Qualitative Studie aus Schweden

Für und Wider der Amniotomie

  • Zum Wohle von Mutter und Kind sollten Hebammen ihre Erfahrungen mit der Amniotomie diskutieren.

  • Die Amniotomie zählt weltweit zu den häufig durchgeführten geburtshilflichen Interventionen. Diese Intervention wird kontrovers diskutiert, weil dadurch einerseits ein schnellerer Geburtsfortschritt erreicht und eine interne Cardiotokografie durchgeführt werden kann, andererseits jedoch das Infektionsrisiko für Mutter und Kind und das Risiko schwerer geburtshilflicher Komplikationen steigt. Dies kann bei Vorliegen plazentarer Anomalien die Verletzung zentraler Gefäße der kindlichen Blutversorgung umfassen und ein inneres Verbluten des Kindes bewirken. Die Evidenzlage ist komplex, so dass verschiedene Empfehlungen für verschiedene klinische Situationen verfügbar sind.

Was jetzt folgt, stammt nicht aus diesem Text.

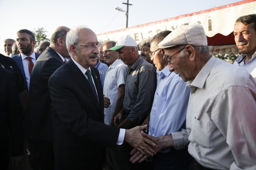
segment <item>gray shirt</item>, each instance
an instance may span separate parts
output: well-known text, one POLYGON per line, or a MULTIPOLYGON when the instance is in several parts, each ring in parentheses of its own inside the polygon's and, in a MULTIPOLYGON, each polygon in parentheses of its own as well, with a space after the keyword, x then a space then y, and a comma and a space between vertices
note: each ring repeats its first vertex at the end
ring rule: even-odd
POLYGON ((193 80, 187 112, 188 151, 202 165, 256 169, 256 82, 212 56, 193 80))
POLYGON ((132 121, 139 117, 138 122, 149 113, 156 88, 156 73, 151 64, 140 55, 128 70, 125 77, 123 106, 130 111, 128 118, 132 121))

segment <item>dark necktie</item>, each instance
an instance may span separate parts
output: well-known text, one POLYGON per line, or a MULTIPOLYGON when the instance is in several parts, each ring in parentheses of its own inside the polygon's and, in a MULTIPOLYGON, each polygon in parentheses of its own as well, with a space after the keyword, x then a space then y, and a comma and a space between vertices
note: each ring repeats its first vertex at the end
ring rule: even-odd
POLYGON ((29 71, 29 75, 31 75, 31 72, 34 66, 34 63, 32 61, 32 58, 30 57, 27 57, 26 59, 28 60, 28 71, 29 71))
POLYGON ((90 84, 90 85, 91 85, 91 87, 93 89, 93 92, 94 93, 94 95, 96 97, 97 101, 98 101, 98 96, 97 96, 97 93, 96 93, 96 90, 95 88, 94 84, 93 84, 93 79, 91 78, 91 71, 89 69, 87 69, 86 71, 86 72, 85 73, 85 74, 87 75, 87 77, 88 77, 88 81, 89 82, 89 84, 90 84))

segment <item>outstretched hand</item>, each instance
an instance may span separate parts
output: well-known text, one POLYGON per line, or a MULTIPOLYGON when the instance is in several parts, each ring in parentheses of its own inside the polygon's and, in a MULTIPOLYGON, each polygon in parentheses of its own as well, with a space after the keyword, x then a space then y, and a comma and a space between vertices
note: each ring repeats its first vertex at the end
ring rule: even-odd
POLYGON ((153 148, 157 148, 158 146, 150 140, 143 137, 143 132, 141 133, 141 131, 147 128, 147 125, 138 126, 131 129, 126 130, 124 141, 141 153, 153 156, 156 154, 156 152, 148 144, 153 148))
MULTIPOLYGON (((162 149, 162 146, 159 143, 158 143, 158 138, 148 135, 145 133, 143 131, 141 132, 141 133, 143 137, 150 140, 157 145, 158 147, 156 147, 150 144, 151 148, 153 149, 156 153, 159 152, 162 149)), ((130 161, 132 162, 132 163, 135 163, 137 161, 139 163, 141 163, 145 160, 147 159, 148 157, 152 156, 152 155, 144 154, 143 153, 142 153, 143 154, 141 154, 142 153, 139 152, 139 151, 137 150, 135 148, 130 153, 131 155, 133 155, 130 159, 130 161)))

    In Schweden umfasst eine Empfehlung zur Geburtseinleitung mit Oxytocin bei geburtsbereiter Zervix, dass zusätzlich eine Amniotomie durchgeführt wird. Ebenso wird die Durchführung einer Amniotomie bei protrahierten Geburtsverläufen vor der intravenösen Gabe von Oxytocin empfohlen. Somit werden schwedische Hebammen häufig mit der geburtshilflichen Intervention einer Amniotomie konfrontiert, da deren Durchführung im Kompetenzbereich der Hebammen liegt.

    Das Ziel einer qualitativen Studie bestand darin, die Erfahrungen und Einstellungen schwedischer Hebammen zur geburtshilflichen Intervention der Amniotomie zu evaluieren. Eingeschlossen wurden 16 Hebammen aus drei schwedischen Krankenhäusern in Südschweden, deren Berufserfahrung mindestens fünf Jahre betrug. Die Erfahrungen der Hebammen wurden im Rahmen semi-strukturierter Interviews erfragt und anschließend anhand einer qualitativen Inhaltsanalyse ausgewertet.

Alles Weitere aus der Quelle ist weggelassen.